How much do the Gemini models cost?

Gemini 1.0 Pro (the primary version of Gemini Pro), 1.5 Pro, and Flash can be found through Google’s Gemini API for constructing apps and services — all with free options. But the free options impose usage limits and miss certain features, like context caching and batching.

Gemini models are otherwise pay-as-you-go. Here’s the bottom pricing — not including add-ons like context caching — as of September 2024:

  • Gemini 1.0 Pro: 50 cents per 1 million input tokens, $1.50 per 1 million output tokens
  • Gemini 1.5 Pro: $3.50 per 1 million input tokens (for prompts as much as 128K tokens) or $7 per 1 million input tokens (for prompts longer than 128K tokens); $10.50 per 1 million output tokens (for prompts as much as 128K tokens) or $21.00 per 1 million output tokens (for prompts longer than 128K tokens)
  • Gemini 1.5 Flash: 7.5 cents per 1 million input tokens (for prompts as much as 128K tokens), 15 cents per 1 million input tokens (for prompts longer than 128K tokens), 30 cents per 1 million output tokens (for prompts as much as 128K tokens), 60 cents per 1 million output tokens (for prompts longer than 128K tokens)

Tokens are subdivided bits of raw data, just like the syllables “fan,” “tas,” and “tic” within the word “unbelievable”; 1 million tokens is such as about 700,000 words. refers to tokens fed into the model, while refers to tokens that the model generates.

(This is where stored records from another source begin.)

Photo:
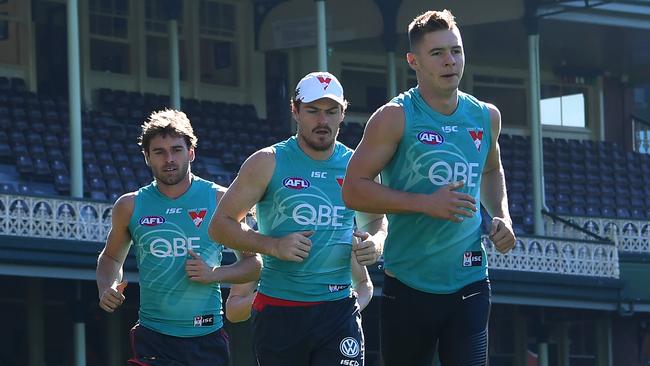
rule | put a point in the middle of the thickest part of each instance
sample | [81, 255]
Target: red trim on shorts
[261, 301]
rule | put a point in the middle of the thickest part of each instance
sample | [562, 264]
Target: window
[109, 35]
[11, 37]
[157, 24]
[365, 88]
[563, 106]
[218, 46]
[507, 93]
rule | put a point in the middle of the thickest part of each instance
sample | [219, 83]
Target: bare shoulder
[495, 114]
[123, 207]
[388, 121]
[260, 162]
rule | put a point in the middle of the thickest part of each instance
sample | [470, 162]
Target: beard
[318, 142]
[172, 178]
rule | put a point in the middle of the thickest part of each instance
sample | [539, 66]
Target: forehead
[164, 141]
[444, 38]
[322, 103]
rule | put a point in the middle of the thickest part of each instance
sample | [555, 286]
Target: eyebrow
[163, 149]
[444, 48]
[322, 109]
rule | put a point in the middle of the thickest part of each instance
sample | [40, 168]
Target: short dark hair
[428, 22]
[168, 122]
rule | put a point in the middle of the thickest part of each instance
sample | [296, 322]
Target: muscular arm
[493, 183]
[111, 259]
[240, 301]
[361, 283]
[377, 147]
[493, 191]
[228, 225]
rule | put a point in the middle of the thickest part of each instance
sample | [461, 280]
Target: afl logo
[430, 138]
[152, 220]
[295, 183]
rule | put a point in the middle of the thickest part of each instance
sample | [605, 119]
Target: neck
[176, 190]
[442, 101]
[315, 154]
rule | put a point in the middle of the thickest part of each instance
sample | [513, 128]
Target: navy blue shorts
[151, 348]
[413, 323]
[325, 334]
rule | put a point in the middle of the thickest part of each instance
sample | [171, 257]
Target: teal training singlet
[427, 254]
[162, 229]
[305, 194]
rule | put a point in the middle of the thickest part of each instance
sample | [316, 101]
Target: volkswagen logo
[349, 347]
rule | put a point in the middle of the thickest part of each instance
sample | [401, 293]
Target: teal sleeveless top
[162, 230]
[427, 254]
[303, 195]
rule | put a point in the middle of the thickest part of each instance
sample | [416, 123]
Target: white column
[322, 35]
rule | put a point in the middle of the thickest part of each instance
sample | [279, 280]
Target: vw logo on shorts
[349, 347]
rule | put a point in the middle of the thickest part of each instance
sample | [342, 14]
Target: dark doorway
[50, 21]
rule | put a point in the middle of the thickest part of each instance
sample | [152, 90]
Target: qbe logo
[472, 259]
[176, 247]
[430, 138]
[349, 347]
[295, 183]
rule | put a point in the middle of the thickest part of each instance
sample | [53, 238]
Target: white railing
[556, 256]
[631, 236]
[54, 218]
[90, 221]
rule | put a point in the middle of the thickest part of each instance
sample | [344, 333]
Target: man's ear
[146, 158]
[412, 60]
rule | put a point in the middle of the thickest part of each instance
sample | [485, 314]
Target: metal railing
[53, 218]
[640, 135]
[557, 256]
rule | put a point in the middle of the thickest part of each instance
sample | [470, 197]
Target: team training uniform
[180, 321]
[440, 290]
[304, 313]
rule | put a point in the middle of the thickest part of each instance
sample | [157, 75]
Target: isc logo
[152, 220]
[295, 183]
[430, 138]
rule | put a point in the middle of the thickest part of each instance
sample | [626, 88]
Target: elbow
[236, 317]
[214, 229]
[348, 195]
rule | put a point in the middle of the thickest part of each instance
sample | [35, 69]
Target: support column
[114, 339]
[535, 123]
[604, 348]
[173, 9]
[35, 324]
[391, 87]
[79, 328]
[389, 11]
[321, 32]
[74, 100]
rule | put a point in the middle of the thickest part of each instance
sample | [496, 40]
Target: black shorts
[413, 323]
[325, 334]
[151, 348]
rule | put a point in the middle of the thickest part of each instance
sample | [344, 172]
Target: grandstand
[573, 291]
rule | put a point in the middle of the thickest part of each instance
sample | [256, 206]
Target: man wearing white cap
[305, 312]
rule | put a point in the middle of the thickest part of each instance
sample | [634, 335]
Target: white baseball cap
[318, 85]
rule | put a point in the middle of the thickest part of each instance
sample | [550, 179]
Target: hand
[502, 234]
[366, 248]
[447, 204]
[112, 297]
[197, 270]
[293, 247]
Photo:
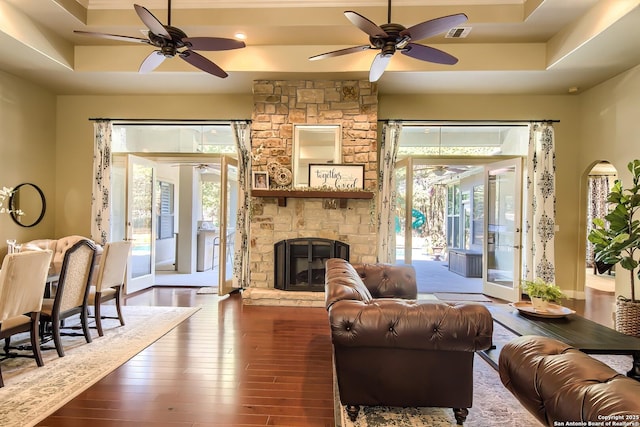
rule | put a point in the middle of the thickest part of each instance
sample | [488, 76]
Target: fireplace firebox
[299, 263]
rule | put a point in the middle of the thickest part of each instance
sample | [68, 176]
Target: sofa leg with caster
[352, 411]
[460, 414]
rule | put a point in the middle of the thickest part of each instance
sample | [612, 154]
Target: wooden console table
[574, 330]
[283, 195]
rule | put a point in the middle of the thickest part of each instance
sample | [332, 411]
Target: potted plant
[542, 293]
[616, 239]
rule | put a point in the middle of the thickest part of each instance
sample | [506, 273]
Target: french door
[229, 196]
[140, 222]
[404, 205]
[502, 229]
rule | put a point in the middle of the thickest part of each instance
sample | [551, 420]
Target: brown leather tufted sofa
[393, 350]
[561, 385]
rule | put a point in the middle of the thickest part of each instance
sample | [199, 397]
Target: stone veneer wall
[278, 105]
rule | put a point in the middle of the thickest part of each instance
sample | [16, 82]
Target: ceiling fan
[390, 37]
[172, 41]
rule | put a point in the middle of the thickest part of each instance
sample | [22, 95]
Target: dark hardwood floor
[227, 365]
[230, 365]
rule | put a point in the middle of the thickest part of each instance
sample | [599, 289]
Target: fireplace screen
[300, 262]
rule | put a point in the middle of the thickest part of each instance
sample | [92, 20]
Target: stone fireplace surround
[278, 105]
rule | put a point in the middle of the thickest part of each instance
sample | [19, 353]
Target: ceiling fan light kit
[388, 38]
[171, 41]
[391, 37]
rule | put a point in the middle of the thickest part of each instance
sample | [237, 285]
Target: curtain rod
[95, 119]
[470, 121]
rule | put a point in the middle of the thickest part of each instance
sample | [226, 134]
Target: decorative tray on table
[553, 310]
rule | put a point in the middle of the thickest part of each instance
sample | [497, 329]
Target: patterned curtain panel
[100, 199]
[597, 207]
[541, 214]
[241, 271]
[386, 204]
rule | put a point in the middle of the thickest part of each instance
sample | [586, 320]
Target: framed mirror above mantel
[314, 144]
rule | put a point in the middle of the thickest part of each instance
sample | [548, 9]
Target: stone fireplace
[278, 105]
[299, 263]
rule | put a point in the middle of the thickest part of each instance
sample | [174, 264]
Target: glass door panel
[404, 194]
[228, 220]
[140, 222]
[502, 238]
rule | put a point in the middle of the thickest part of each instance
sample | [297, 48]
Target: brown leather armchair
[392, 350]
[559, 384]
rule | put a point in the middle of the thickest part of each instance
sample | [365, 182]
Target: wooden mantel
[283, 195]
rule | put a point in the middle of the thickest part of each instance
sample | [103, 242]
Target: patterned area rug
[207, 290]
[31, 394]
[493, 404]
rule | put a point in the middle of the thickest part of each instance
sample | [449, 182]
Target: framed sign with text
[336, 176]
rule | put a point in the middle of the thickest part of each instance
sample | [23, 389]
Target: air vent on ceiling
[458, 33]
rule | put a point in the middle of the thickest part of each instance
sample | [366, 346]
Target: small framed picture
[260, 180]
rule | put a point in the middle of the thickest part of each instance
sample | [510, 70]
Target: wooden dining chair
[109, 282]
[22, 282]
[72, 293]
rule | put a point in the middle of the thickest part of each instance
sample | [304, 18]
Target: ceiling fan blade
[364, 24]
[212, 43]
[203, 63]
[113, 37]
[434, 26]
[431, 54]
[154, 25]
[378, 66]
[151, 62]
[340, 52]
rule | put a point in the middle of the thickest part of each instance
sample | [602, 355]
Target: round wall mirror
[28, 198]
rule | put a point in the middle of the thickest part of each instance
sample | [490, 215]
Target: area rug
[207, 290]
[31, 394]
[450, 296]
[493, 404]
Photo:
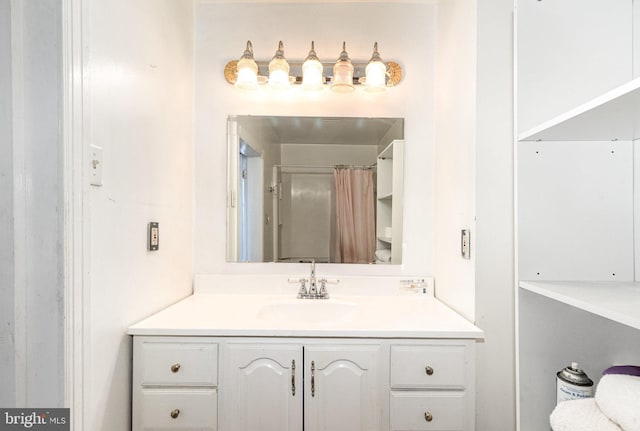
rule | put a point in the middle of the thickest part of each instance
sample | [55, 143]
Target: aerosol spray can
[572, 384]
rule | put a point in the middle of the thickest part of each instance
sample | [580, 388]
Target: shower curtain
[355, 240]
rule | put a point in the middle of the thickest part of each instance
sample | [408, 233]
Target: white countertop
[375, 316]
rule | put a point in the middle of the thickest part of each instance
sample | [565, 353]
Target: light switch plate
[96, 166]
[153, 236]
[465, 243]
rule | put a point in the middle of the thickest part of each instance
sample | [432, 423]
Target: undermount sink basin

Ultra pricing has yet to be announced, and Nano remains to be in early access.

Is Gemini coming to the iPhone?

It might. 

Apple has said that it’s in talks to place Gemini and other third-party models to make use of for a lot of features in its Apple Intelligence suite. Following a keynote presentation at WWDC 2024, Apple SVP Craig Federighi confirmed plans to work with models, including Gemini, but he didn’t expose any additional details.